I'm struggling with specifying the right R syntax for natural and (cubic) B-splines, using
bs() of package "splines".
To keep things simple, suppose I have a linear regression model, dependent variable Y and independent X. The X runs from 1 to 100, each value appearing once, the number of cases N being 100. I would like to use a natural cubic spline to model X's influence on Y. For the lowest region 1-20 of X, and also for the highest region 80-100, I want the regression effect of X to be linear; for regions 20-40, 40-60, 60-80, I want the effect of X to be cubic and different for each of the three regions. In R, I used this syntax to estimate the model:
modelns1 <- lm(y ~ ns(x, knots=c(40, 60), Boundary.knots=c(20, 80)))
Looking at the predicted values of this model, it seems to do what I want: linear in the two extreme regions and curved in the middle parts. But I'm not sure if I'm doing this right. Specifying
modelns2 <- lm(y ~ ns(x, knots=c(20, 40, 60, 80)))
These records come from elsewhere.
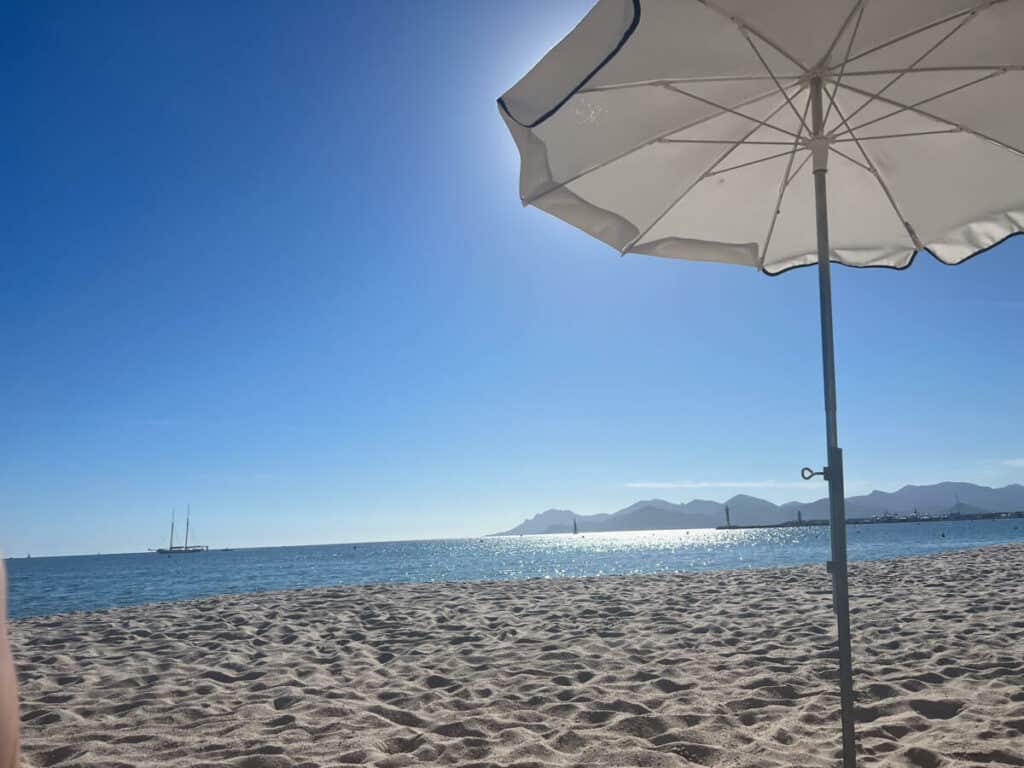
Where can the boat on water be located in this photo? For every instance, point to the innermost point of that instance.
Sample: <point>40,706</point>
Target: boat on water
<point>181,549</point>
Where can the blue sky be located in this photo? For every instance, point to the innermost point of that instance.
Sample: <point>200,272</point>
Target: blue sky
<point>267,259</point>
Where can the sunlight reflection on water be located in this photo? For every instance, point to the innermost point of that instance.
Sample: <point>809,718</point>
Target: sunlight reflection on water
<point>55,585</point>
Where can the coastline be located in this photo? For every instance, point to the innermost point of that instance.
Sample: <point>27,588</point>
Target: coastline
<point>715,668</point>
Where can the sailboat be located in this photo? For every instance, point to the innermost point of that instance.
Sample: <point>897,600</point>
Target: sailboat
<point>173,549</point>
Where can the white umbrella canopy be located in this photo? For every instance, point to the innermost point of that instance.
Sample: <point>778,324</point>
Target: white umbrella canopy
<point>682,128</point>
<point>706,130</point>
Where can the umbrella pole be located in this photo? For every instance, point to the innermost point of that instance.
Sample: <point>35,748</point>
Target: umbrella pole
<point>834,471</point>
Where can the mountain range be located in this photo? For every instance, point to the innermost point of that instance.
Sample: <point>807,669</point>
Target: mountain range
<point>656,514</point>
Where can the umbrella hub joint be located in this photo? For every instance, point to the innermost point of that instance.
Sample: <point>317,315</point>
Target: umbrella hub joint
<point>819,152</point>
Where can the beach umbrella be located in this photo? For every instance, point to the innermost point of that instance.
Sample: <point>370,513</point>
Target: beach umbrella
<point>710,130</point>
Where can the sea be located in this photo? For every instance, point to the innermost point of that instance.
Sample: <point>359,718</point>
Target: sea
<point>42,586</point>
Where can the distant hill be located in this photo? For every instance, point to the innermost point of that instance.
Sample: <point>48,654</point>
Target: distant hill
<point>656,514</point>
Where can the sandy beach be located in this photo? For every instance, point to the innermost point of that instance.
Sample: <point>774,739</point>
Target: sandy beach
<point>716,669</point>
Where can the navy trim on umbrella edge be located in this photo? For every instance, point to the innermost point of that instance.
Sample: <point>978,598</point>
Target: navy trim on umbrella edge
<point>629,33</point>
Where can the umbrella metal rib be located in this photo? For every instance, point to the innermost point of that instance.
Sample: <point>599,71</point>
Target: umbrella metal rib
<point>827,82</point>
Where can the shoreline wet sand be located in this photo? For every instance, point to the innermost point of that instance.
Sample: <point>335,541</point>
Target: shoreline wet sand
<point>710,669</point>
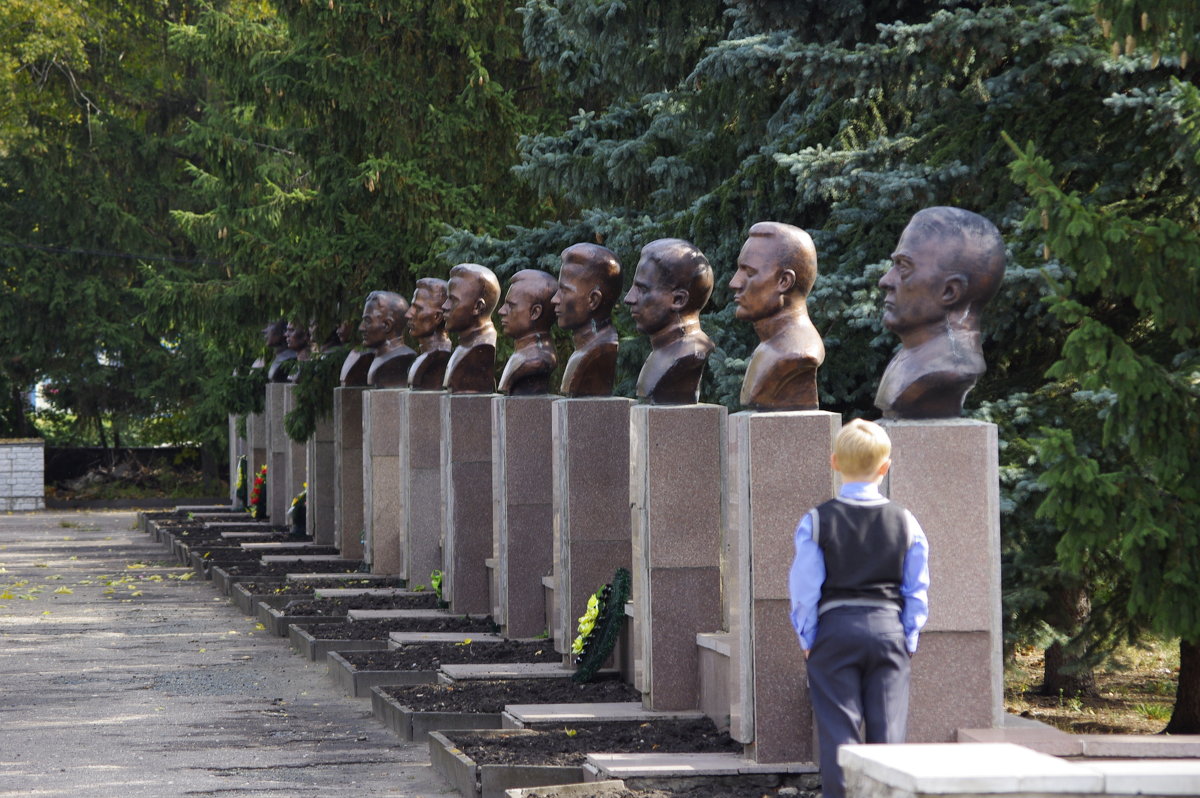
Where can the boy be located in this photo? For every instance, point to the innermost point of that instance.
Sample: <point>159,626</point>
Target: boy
<point>859,598</point>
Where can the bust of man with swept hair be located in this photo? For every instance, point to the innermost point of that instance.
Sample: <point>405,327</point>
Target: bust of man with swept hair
<point>472,295</point>
<point>671,286</point>
<point>427,324</point>
<point>527,317</point>
<point>588,288</point>
<point>947,265</point>
<point>383,330</point>
<point>777,269</point>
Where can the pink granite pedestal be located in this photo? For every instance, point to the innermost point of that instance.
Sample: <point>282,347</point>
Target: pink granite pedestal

also leads to predictions which are very close to linear in the two outer regions.
I think my confusion is about the meaning of "boundary knots". The description in the help-page about
"boundary points at which to impose the natural boundary conditions and anchor the B-spline basis (default the range of the data)"
I reasoned that the natural boundary conditions refer to setting the constant and the first derivative equal for the first two regions, 1-20 and 20-40, and for the last two regions 60-80 and 80-100. Hence, I thought I should specify 20 and 80 as "Boundary.knots" in the
ns() function. I don't know if this is right, though.
ns() chooses the min and max of x, here 1 and 100, as boundary knots, the help-page says. So with the second modelns2, the natural "lower" boundary condition would refer to the regions x < 1 and 1-20. But this doesn't seem to make sense, since how could the conditions be applied to non-existing data x < 1?
Conclusion: I don't get it! Also, help for specifying a B-spline would be appreciated greatly. For such spline, the effect of X in the two outer regions would be cubic as well. I think I have to use:
modelbs <- lm(y ~ bs(x, knots=c(20, 40, 60, 80)))
The graph of predictions against X indeed shows a nonlinear trend for the two outer regions. But is this indeed the syntax to use?